Richard Harang
Sophos
Estimating uncertainty for binary classifiers (pdf, video)
In practical applications of binary classification, knowing the uncertainty of the prediction can be almost as important as knowing the most likely prediction. In the case of responses given in a 0-1 range, the distance from one extreme or the other is often taken as a proxy for the certainty (or uncertainty) of the classification. While for the specific case of the binary cross-entropy loss under rarely-obtained conditions this estimate of uncertainty is correct in the narrowly defined sense that it asymptotically attains the posterior conditional probability of the label being in the ‘positive’ class, the general approach of using the output score of the classifier does not typically yield a faithful estimate of uncertainty in the above sense. Furthermore, in the finite-data case, and especially with complex modern classifiers that apply complex transformation, partitions, or both to the input space, the score itself is subject to a significant degree of uncertainty that is frequently difficult to characterize precisely. Thus, even if we accept the score as a proxy for uncertainty, we may be uncertain about how accurate this measurement of uncertainty is!
In simpler classifiers, direct estimation of this uncertainty can be performed by examining the support of a test point within the training data. However in many areas of security data science, the size of the input space to classifiers can be quite large and so the curse of dimensionality can make it difficult to identify the support of an example within the training data. Even when this difficulty can be overcome, the complex relationships between these inputs that most modern classifiers can learn and exploit to obtain their high performance means that areas of high or low support in the input space may not be so well (or poorly) supported within the transformed space within which the classifier is effectively making its prediction. Variational methods have been proposed to estimate uncertainty in deep neural networks regularized via dropout, however this comes at a significant computational cost. Finally, multi-half-space classifiers for deep neural networks have been proposed that attempt to learn the density of the training data as represented by the final layer of the network; while this approach incurs a relatively modest computational burden, we find empirically that the better a given network does at separating the data in the final pre-classification layer, the worse this method performs at estimating the training data’s distribution.

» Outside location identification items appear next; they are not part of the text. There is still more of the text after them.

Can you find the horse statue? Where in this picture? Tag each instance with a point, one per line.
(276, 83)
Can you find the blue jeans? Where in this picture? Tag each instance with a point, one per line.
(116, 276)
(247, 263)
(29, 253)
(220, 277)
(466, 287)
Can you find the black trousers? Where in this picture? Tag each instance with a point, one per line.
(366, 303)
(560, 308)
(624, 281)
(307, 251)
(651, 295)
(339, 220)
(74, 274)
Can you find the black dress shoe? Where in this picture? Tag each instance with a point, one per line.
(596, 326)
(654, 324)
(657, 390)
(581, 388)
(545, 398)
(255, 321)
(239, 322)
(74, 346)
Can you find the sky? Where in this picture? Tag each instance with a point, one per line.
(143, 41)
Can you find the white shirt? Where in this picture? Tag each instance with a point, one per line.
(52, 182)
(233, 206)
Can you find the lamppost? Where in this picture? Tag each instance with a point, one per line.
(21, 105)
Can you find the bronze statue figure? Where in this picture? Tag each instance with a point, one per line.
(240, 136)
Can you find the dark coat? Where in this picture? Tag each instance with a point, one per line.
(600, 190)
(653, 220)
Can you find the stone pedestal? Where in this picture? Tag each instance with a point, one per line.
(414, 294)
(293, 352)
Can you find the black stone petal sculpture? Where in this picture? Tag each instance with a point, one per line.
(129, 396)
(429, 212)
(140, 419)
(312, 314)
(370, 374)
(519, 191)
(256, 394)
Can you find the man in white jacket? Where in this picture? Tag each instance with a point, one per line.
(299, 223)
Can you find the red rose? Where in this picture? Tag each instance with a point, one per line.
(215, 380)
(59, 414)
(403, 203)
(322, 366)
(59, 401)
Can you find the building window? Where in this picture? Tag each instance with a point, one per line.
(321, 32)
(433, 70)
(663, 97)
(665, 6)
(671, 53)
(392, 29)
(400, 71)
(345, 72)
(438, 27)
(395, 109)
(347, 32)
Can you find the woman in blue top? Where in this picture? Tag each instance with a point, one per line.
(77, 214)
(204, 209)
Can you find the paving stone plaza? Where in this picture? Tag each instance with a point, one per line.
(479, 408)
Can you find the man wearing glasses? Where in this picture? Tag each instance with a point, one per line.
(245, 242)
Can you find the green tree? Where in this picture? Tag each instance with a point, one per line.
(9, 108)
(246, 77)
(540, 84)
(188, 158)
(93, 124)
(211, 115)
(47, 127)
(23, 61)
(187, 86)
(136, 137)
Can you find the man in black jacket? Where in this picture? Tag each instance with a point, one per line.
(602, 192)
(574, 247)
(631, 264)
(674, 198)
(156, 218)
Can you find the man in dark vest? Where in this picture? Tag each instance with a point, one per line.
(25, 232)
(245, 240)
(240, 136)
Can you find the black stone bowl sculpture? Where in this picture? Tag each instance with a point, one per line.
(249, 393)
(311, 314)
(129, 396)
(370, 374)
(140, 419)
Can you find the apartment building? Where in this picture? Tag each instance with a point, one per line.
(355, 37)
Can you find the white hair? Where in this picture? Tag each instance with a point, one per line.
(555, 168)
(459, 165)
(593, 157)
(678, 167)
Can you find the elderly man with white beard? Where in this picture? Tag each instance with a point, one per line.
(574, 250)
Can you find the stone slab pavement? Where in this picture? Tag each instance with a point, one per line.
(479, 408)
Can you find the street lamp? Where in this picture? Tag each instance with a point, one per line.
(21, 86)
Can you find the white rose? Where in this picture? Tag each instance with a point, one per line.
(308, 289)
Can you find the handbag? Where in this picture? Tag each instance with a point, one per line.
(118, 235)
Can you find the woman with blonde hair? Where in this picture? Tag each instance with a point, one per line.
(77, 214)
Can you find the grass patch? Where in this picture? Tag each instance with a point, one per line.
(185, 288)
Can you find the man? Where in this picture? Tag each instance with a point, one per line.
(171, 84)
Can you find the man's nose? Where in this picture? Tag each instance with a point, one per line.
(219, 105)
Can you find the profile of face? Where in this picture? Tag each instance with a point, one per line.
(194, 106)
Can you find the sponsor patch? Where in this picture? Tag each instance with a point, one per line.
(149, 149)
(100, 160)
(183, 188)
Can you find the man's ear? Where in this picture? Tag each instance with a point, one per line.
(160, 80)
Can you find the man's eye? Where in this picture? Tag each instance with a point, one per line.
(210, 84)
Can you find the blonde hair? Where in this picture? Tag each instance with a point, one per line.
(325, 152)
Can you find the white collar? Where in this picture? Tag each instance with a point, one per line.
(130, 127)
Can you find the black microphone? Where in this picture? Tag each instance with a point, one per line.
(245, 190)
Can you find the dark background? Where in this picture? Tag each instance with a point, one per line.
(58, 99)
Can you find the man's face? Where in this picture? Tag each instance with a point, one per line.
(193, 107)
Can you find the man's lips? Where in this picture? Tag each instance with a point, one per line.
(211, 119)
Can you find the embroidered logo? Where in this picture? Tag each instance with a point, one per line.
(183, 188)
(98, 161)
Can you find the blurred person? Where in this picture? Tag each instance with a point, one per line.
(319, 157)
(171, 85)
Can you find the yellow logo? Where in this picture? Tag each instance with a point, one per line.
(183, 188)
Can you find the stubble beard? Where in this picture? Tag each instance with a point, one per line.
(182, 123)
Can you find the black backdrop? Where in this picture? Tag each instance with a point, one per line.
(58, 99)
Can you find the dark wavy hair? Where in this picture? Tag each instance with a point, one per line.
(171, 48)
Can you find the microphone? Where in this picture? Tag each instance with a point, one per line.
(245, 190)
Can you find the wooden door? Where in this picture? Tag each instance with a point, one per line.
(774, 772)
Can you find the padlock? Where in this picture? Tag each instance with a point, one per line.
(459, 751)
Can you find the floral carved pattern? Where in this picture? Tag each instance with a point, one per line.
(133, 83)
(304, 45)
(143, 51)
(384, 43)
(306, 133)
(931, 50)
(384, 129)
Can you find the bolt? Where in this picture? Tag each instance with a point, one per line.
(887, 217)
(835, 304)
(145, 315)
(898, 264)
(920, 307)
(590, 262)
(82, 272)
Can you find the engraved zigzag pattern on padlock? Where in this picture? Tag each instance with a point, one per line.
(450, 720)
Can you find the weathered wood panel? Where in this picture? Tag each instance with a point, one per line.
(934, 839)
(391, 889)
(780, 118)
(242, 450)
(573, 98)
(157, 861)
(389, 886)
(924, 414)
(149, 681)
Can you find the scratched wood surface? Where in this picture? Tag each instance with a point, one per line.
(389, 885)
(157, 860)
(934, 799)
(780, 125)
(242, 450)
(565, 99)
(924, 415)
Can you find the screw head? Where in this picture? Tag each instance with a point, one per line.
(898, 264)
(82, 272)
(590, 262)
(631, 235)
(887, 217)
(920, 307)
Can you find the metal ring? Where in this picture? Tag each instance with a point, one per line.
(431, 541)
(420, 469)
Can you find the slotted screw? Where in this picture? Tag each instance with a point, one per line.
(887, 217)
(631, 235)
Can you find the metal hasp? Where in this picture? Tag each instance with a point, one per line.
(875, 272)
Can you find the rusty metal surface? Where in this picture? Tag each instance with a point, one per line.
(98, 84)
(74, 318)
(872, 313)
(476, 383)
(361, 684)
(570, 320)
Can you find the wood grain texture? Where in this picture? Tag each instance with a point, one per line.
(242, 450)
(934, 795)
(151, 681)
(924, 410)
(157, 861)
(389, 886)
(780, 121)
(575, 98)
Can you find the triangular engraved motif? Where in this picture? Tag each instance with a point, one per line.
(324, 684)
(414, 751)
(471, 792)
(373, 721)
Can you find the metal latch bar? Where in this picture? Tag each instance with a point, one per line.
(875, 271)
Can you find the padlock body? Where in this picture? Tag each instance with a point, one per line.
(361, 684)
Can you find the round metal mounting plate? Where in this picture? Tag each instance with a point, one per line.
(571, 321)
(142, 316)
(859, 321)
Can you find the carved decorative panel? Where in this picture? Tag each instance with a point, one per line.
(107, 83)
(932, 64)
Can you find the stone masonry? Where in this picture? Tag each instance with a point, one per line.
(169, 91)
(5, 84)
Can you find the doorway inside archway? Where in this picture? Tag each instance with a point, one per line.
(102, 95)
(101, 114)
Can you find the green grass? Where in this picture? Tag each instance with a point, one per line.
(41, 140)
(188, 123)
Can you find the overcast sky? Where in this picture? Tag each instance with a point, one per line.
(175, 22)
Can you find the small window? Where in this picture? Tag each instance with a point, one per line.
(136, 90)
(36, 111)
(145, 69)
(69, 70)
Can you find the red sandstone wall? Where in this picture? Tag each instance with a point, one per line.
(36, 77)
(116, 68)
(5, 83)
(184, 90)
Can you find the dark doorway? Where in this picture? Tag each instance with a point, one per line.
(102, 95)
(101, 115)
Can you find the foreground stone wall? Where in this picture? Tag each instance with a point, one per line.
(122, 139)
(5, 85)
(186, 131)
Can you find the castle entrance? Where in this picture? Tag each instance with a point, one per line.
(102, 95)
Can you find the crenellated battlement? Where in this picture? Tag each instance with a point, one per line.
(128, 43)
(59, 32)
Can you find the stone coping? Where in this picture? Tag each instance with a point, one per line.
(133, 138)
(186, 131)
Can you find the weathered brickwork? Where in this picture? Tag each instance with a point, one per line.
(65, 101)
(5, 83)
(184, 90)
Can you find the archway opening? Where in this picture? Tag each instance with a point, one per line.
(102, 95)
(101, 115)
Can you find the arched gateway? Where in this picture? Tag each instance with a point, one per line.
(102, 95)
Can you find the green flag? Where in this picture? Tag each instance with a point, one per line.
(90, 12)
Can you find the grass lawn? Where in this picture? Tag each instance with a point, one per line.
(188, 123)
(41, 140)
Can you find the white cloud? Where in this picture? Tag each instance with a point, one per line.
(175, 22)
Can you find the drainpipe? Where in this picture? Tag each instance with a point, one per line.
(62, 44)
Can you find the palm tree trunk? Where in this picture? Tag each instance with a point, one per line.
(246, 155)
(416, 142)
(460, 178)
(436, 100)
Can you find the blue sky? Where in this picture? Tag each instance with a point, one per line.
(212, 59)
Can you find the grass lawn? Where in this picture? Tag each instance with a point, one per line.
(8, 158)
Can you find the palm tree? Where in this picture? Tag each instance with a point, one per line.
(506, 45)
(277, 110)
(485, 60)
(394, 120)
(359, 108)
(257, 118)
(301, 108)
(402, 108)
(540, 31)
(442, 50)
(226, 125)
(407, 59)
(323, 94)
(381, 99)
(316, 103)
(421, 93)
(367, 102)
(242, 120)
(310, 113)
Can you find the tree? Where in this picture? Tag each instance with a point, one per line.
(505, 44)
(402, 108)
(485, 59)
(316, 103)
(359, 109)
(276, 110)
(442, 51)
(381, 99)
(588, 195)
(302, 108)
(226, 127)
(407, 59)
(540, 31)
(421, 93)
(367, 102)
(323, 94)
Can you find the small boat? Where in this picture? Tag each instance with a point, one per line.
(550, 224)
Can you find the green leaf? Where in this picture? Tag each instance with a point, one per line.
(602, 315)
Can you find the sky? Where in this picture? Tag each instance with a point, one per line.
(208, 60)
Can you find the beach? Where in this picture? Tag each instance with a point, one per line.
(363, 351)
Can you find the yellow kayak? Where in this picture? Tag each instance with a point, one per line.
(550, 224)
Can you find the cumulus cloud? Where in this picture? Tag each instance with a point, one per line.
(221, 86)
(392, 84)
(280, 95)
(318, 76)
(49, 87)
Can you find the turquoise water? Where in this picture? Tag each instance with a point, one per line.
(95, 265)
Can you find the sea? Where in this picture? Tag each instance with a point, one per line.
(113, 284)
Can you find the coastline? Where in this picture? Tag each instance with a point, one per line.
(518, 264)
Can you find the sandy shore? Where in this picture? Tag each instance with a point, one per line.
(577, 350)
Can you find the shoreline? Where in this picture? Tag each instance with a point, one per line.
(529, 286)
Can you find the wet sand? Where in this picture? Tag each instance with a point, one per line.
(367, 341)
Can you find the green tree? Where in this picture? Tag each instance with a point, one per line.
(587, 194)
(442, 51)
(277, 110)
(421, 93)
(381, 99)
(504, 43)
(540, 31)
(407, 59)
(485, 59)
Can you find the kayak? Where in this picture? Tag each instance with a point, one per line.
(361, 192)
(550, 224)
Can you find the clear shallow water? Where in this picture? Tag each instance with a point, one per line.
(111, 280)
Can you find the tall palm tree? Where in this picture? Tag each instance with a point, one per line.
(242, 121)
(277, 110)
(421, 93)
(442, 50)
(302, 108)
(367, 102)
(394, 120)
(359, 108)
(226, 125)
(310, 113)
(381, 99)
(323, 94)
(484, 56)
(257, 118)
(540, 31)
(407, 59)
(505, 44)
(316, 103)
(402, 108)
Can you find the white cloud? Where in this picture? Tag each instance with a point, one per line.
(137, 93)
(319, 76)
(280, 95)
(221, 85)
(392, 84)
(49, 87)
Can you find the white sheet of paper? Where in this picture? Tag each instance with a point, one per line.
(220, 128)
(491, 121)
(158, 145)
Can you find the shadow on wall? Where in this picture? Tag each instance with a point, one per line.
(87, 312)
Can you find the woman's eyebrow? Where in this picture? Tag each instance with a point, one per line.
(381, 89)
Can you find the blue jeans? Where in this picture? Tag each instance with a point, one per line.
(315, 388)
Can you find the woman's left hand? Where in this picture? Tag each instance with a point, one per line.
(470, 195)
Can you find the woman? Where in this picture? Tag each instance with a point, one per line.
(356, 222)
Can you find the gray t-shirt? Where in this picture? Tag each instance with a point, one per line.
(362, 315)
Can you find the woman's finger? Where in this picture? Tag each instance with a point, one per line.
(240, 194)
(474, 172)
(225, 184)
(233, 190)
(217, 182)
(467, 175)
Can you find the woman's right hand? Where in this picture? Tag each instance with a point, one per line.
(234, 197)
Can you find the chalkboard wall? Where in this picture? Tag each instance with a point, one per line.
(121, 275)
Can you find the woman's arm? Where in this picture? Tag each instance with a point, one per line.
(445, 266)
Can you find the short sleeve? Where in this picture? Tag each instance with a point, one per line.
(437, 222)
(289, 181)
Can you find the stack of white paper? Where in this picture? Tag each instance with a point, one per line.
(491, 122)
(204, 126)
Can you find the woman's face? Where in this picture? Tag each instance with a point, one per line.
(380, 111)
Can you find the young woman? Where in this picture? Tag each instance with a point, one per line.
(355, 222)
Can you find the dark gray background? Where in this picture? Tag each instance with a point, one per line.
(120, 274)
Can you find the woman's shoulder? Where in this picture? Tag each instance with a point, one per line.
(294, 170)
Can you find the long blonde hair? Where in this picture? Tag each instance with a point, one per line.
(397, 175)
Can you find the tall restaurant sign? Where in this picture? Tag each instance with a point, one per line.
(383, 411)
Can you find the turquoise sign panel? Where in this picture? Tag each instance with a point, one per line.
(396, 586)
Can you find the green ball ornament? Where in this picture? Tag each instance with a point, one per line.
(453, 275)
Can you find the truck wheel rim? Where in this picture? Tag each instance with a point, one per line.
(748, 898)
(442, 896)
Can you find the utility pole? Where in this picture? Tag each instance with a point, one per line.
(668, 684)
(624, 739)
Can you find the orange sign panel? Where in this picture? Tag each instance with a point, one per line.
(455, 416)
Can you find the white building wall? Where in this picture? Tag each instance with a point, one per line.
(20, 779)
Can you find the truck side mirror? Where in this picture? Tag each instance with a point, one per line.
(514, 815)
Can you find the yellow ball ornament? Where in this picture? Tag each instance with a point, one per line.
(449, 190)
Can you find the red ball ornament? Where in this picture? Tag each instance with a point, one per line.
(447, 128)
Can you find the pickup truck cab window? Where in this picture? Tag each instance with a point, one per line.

In this talk, we examine this problem from the perspective of Bayesian approximation, and show how using deep neural networks as approximating functions for parameters of a hierarchical Bayesian model can lead to uncertainty estimates for models that are robust, do not fail when the model is “too good”, require comparatively little additional computation to obtain, and can in most cases be directly converted into a maximum a posteriori estimate ‘score’ for the network.